- Directed by: Srinivas Mallam
- Written by: Srinivas Mallam
- Produced by: T. Anasurya
- Starring: Anil Burugani; Jwalitha Ravuri; Bhaskar Dubbaka; Anand Bharathi; Jabardasth Saddam;
- Cinematography: S Urukunda Reddy
- Edited by: Samrat Yadav
- Music by: Kotagiri Chaitu
- Release date: 11 April 2025;
- Running time: 123 minutes
- Country: India
- Language: Telugu

= Premaku Jai =

Telugu language film

 Premaku Jai is a 2025 Telugu language film directed by Srinivas Mallam produced by T. Anasurya.Main lead is Anil Burugani, Jwalitha Ravuri, Bhaskar Dubbaka, Anand Bharathi and Jabardasth Saddam. Music scored by Kotagiri Chaitu.

==Plot==
Premaku Jai follows the story of Jai (Anil Burugani), an ardent admirer of actor Chiranjeevi who aspires to become a film hero himself. Living in a rural village, Jai falls in love with Prema (Jwalitha Ravuri), a vibrant young woman from the same community. However, their budding romance faces strong opposition from Prema's father, who disapproves of their relationship.

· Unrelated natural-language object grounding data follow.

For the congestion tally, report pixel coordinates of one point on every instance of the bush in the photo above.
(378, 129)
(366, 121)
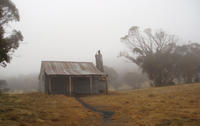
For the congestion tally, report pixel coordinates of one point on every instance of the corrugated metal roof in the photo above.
(69, 68)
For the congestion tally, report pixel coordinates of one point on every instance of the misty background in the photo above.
(74, 30)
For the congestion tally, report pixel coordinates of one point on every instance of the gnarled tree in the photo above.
(8, 43)
(153, 52)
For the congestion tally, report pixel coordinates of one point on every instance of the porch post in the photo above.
(49, 84)
(70, 85)
(90, 85)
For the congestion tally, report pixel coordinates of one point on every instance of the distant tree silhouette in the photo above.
(152, 52)
(157, 54)
(8, 43)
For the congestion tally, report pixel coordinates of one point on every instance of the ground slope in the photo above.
(163, 106)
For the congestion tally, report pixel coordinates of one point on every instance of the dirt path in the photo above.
(106, 115)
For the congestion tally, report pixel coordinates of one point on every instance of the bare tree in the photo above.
(153, 52)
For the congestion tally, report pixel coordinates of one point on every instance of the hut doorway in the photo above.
(80, 85)
(59, 85)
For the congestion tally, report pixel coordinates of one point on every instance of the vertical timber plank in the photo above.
(70, 85)
(106, 85)
(90, 85)
(50, 90)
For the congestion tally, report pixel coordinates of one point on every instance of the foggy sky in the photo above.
(73, 30)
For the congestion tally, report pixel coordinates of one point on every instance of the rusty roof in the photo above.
(69, 68)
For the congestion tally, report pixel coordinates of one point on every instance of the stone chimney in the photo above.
(99, 61)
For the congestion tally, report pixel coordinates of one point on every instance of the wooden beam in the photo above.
(106, 85)
(50, 90)
(70, 85)
(90, 85)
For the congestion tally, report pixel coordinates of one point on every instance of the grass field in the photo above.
(37, 109)
(163, 106)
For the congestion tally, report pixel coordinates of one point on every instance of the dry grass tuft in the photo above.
(36, 109)
(163, 106)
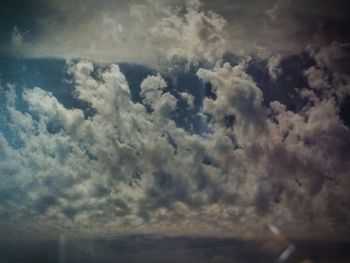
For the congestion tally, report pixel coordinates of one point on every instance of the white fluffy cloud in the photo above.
(129, 169)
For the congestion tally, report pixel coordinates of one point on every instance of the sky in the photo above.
(175, 118)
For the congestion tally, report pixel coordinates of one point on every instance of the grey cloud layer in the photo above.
(187, 31)
(130, 169)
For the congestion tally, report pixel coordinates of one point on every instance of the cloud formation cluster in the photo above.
(128, 168)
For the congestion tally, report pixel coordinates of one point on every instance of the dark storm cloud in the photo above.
(98, 149)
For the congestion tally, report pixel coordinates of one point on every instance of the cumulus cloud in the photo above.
(128, 168)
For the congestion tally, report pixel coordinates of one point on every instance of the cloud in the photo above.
(128, 168)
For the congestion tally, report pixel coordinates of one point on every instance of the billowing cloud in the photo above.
(128, 168)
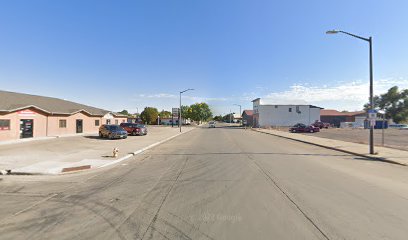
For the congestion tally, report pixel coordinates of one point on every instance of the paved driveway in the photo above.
(51, 152)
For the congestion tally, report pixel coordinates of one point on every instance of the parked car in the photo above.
(300, 127)
(321, 124)
(398, 126)
(134, 128)
(112, 131)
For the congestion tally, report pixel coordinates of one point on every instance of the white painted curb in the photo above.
(143, 149)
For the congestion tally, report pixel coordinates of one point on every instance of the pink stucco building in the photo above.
(26, 116)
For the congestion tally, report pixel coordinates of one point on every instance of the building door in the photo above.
(26, 128)
(79, 126)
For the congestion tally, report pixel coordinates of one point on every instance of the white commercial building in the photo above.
(271, 115)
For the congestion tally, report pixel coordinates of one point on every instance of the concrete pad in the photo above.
(52, 156)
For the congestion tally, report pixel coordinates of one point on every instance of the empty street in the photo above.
(214, 183)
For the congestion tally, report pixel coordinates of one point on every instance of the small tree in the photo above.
(149, 115)
(394, 103)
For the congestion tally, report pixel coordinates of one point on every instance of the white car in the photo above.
(398, 126)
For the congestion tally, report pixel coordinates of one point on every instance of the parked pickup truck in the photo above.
(300, 127)
(321, 124)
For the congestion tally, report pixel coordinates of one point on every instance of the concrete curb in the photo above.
(334, 148)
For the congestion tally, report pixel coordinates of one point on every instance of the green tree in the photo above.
(200, 112)
(149, 115)
(165, 114)
(394, 103)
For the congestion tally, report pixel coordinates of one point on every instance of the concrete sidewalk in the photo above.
(59, 155)
(382, 153)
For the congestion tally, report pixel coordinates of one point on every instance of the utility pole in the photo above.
(370, 41)
(180, 106)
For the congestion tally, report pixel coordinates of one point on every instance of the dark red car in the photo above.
(300, 127)
(134, 128)
(321, 124)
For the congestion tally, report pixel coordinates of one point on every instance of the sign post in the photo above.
(372, 117)
(175, 112)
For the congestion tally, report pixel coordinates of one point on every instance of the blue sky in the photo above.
(131, 54)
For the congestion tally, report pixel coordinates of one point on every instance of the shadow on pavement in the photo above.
(97, 138)
(252, 153)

Determined to prove his worth, Jai leaves for Hyderabad with the dream of making a name for himself in the film industry. He vows to return one day, successful and worthy of Prema's love. As the two young lovers endure their separation with hope and longing, an unexpected tragedy occurs—both Jai and Prema are found dead under mysterious circumstances.

The film delves into the unraveling of this tragedy, exploring the events that led to their deaths. As secrets unfold and tensions rise, Premaku Jai becomes a gripping tale of love, ambition, societal pressure, and the pursuit of justice.

== Cast ==

- Anil Burugani
- Jwalitha Ravuri
- Bhaskar Dubbaka
- Anand Bharathi
- Jabardasth Saddam

== Release ==
The film was released theatrically on 11 April 2025.

== Soundtrack ==
This film music compossed by Kotagiri Chaitu

== Critical reception ==
Sakshi post said Premaku Jai is a socially conscious drama that speaks truth to power. It’s a compelling watch for those who believe love should never be a death sentence.